O ministro André Mendonça, do Supremo Tribunal Federal (STF), determinou que a Polícia Federal (PF) junte imediatamente todos os atos da investigação sobre fraudes no Instituto Nacional do Seguro Social (INSS) ao processo que tramita em seu gabinete. A decisão também estabelece que qualquer afastamento de policiais que atuam na apuração seja comunicado previamente e de forma oficial ao ministro.
As medidas geraram desconforto entre integrantes da Polícia Federal, que avaliam haver interferência do Judiciário na condução de investigações que, segundo a corporação, deveriam ficar sob controle externo do Ministério Público, e não do STF.
Origem da decisão
O caso remonta a maio, quando advogados de investigados informaram Mendonça sobre a decisão da PF de transferir a apuração do INSS da divisão de Repressão a Crimes Previdenciários para a Coordenação de Inquéritos em Tribunais Superiores (Cinq). A mudança resultou na saída do delegado Guilherme Figueiredo Silva da coordenação das investigações, além de um segundo delegado, de um perito e da alteração do local onde a equipe de investigação trabalhava — mudanças das quais o ministro não havia sido previamente informado pela corporação.
Segundo apurado, Mendonça, na condição de relator do caso no STF, entende que cabe a ele exercer a supervisão judicial de toda a investigação. Diante disso, o ministro se reuniu em maio com integrantes da Cinq, recebeu o novo coordenador do caso e, mesmo após as explicações da PF, não viu razões que justificassem a substituição da equipe.
Determinações do despacho
No despacho mais recente, Mendonça determina que a PF junte de forma imediata todos os depoimentos, perícias e demais atos da investigação ao processo sob sua relatoria, além de exigir relatórios periódicos sobre o andamento das apurações.
A determinação ocorre dias depois de a Polícia Federal concluir o primeiro inquérito da Operação Sem Desconto, que apura descontos indevidos em benefícios do INSS. Nessa fase da investigação, a PF indiciou 48 pessoas em um dos núcleos apurados, ligado à Confederação Nacional dos Agricultores Familiares e Empreendedores Familiares Rurais (Conafer).

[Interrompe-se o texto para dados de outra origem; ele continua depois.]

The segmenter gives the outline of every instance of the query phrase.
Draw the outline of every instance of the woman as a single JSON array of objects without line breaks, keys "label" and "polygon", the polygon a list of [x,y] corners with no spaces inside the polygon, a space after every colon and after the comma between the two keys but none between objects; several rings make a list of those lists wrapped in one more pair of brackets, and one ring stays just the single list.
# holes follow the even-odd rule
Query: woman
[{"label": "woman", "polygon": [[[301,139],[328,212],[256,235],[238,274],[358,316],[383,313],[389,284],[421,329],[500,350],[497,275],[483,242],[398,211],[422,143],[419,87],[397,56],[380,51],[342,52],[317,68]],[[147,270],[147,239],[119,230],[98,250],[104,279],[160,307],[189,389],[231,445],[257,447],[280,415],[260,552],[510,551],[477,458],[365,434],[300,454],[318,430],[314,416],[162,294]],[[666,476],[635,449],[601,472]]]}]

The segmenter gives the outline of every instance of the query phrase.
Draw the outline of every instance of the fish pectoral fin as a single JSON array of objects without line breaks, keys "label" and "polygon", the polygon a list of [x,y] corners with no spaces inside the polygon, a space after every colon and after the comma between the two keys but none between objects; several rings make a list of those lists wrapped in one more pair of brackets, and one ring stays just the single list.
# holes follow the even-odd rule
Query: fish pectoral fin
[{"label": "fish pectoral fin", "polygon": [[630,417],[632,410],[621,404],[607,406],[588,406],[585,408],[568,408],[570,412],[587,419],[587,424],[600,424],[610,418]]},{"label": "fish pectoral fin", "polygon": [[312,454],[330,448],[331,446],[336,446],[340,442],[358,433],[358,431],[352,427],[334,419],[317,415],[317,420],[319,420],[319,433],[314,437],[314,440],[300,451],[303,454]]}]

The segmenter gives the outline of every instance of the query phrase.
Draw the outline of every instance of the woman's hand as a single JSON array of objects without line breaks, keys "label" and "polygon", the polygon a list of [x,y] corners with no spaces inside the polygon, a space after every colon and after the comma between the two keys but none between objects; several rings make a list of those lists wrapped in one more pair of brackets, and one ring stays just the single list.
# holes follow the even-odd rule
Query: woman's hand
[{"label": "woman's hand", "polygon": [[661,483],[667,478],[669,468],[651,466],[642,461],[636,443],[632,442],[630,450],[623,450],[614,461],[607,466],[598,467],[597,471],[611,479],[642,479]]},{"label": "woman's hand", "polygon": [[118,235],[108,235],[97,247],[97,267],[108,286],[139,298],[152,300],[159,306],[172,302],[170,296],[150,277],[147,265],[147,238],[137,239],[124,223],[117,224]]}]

Entre os indiciados estão o ex-presidente do INSS Alessandro Stefanutto, o presidente da Conafer, Carlos Roberto Ferreira Lopes — considerado foragido —, e o lobista Antonio Carlos Camilo Antunes, conhecido como “Careca do INSS”.
Uma das linhas da investigação também apura uma possível relação entre o “Careca do INSS” e Fábio Luís Lula da Silva, o Lulinha, filho do presidente Luiz Inácio Lula da Silva (PT) — o que, segundo fontes ouvidas sobre o tema, ajuda a explicar a atenção redobrada de Mendonça ao andamento do caso. A defesa de Lulinha nega qualquer irregularidade.
Segundo relatos, a preocupação do ministro é evitar eventual interferência ou pressão política dentro da PF, bem como vazamentos seletivos de informações que poderiam ser usados durante a campanha eleitoral deste ano, já que Mendonça também é vice-presidente do Tribunal Superior Eleitoral (TSE).